The roads were getting steeper. The Pyrenees, Olaf said. Brit told them to be sure they were drinking plenty of water. As they hiked up hillsides covered with olive groves, Magdalena listened to Rachel talk about her days doing junk, sleeping in doorways and robbing her mum, and it occurred to Magdalena that the things she’d gotten used to reading as her mother reached for a pan or changed her skirt or stretched out her toes to let the polish dry had something in common. They were stories Magdalena had heard as a little girl, or they were hints of stories her mother might someday decide to tell her, and a number included phrases in the imperative tense—don’t pick the thin-stemmed mushrooms, check that the butcher’s scale is zero to begin with—as if her mother had made notes across her skin of the things that Magdalena ought to know.
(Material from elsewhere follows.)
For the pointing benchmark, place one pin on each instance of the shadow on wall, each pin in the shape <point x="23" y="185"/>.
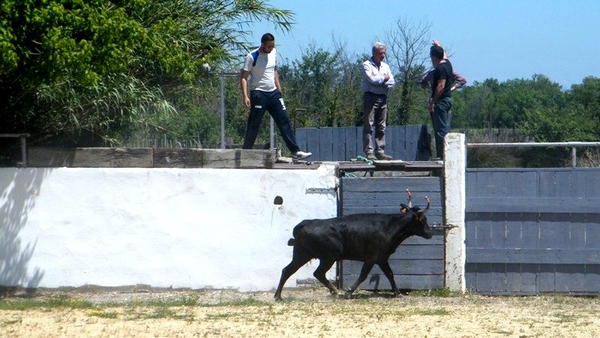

But Magdalena’s mother’s body did not say Magdalena anywhere, and as they walked and she listened to Rachel cycle through the stories of her life, Magdalena let herself wonder why. Maybe, like Lina, her mother had things written under her hair. Maybe Magdalena’s name had gotten lost in her ear or covered over by the birthmark behind her mother’s knee. There had been no Magdalena on Lina either, or on Ivan or Andrius, Magdalena’s boyfriend in high school, or on Marija or Ruta or even Rachel, but it couldn’t be that Magdalena was meant to come and go without leaving so much as her name; she had seen herself on Neil: Magdalena Bikauskaitė unmistakable in the hollow of his eye. In the station in Paris, when she’d lifted the bit of hair that stuck out over Neil’s ear, she hadn’t seen any words of explanation. Her name was a fact on his face, like his blood type and the dates his children would be born and the place he went to high school, and she thought about this too as the languages on the other pilgrims became more varied, leaving her understanding only the names—Marias, Paolos, Gottfrieds, Kristofers, Josés, and Adriennes—on strangers’ cheeks and hands and dusty legs. When she told the fortune of somebody covered in a language she couldn’t understand she learned to choose a name and say it carefully, and often she was able to tell from the look on the customer’s face whether Paolo or Kristofer was that person’s father or their son, a lost love, ex-husband, or favorite saint. She wondered what Neil would say if a stranger on the road looked into a crystal or fussed with a deck of cards and then said “Magdalena Bikauskaitė” to him. Would he look confused? Or would he recognize a logic to that name that no one else would understand?
They crossed the border into Spain. The roads were busy with pilgrims hurrying to finish in time for the saint’s feast day and every time they stopped to rest, Rachel found someone who wanted a fortune told. They could buy sandwiches now, and they had their own bunks at the pilgrims’ hostels. Calluses formed around the threads in Magdalena’s feet. Rachel said it was disgusting, but she had to admit that Magdalena had been right, it stopped the blisters.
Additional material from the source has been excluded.